Nickel tetrafluoride
- Names: IUPAC name Nickel(IV) fluoride

Identifiers
- CAS Number: 60765-13-1;
- 3D model (JSmol): Interactive image;
- ChEBI: CHEBI:30392;
- Gmelin Reference: 1565370

Properties
- Chemical formula: NiF_{4}
- Molar mass: 134.6870 g·mol^{−1}
- Appearance: tan solid

Related compounds
- Related compounds: Cobalt tetrafluoride; Iron tetrafluoride;

= Nickel tetrafluoride =

Nickel tetrafluoride is an inorganic compound with a chemical formula NiF4.

==Synthesis==
Nickel tetrafluoride is claimed to result from the reaction of [XeF5]2[NiF6] (pentafluoroxenonium(IV) hexafluoronickelate(IV)) with AsF5 and K2[NiF6] with BF3.

==Chemical properties==
Nickel tetrafluoride is an extremely strong oxidizer.

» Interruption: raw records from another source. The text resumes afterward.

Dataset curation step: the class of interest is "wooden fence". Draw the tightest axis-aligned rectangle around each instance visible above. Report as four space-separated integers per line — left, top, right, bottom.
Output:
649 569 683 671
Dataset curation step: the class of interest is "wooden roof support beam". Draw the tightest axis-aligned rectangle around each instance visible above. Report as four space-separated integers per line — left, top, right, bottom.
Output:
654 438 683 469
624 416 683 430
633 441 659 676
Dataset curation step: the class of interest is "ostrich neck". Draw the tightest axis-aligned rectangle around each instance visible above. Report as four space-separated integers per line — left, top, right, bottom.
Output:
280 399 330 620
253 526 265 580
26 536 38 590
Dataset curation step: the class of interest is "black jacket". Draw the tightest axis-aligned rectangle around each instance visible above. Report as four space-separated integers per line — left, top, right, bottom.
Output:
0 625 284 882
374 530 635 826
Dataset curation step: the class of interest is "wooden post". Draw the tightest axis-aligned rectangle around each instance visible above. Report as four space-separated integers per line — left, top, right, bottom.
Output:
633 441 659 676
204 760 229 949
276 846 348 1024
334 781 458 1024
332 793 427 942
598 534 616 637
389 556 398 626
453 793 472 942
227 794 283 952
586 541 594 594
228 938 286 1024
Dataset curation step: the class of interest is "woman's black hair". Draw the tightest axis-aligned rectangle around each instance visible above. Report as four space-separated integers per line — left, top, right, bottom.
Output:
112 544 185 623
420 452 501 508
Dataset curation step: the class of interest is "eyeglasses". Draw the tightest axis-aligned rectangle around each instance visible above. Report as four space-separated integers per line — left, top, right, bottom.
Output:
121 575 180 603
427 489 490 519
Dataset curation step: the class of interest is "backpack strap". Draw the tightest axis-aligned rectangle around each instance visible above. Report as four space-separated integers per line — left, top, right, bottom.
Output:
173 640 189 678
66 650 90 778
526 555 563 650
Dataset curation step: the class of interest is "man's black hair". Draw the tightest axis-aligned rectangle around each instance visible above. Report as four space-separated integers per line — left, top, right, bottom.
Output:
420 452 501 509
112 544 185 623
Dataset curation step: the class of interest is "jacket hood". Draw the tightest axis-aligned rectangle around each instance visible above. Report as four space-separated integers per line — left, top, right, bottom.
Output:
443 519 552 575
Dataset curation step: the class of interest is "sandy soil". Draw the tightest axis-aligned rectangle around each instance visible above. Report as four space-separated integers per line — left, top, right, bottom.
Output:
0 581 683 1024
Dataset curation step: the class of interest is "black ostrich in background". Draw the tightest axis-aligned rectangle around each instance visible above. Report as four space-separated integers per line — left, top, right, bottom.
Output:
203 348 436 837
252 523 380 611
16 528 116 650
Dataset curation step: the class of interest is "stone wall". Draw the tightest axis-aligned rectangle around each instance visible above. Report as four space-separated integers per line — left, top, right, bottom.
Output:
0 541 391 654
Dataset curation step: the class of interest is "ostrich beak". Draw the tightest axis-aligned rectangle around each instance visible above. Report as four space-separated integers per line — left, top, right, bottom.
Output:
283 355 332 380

The oxidizing properties are enhanced in presence of Lewis acids in anhydrous HF. In terms of oxidizing power, it is comparable to krypton difluoride. It can oxidize bromine pentafluoride BrF5 to hexafluorobromonium(VII) cation [BrF6]+, potassium hexafluoroplatinate(V) K[PtF6] to platinum(VI) fluoride PtF6.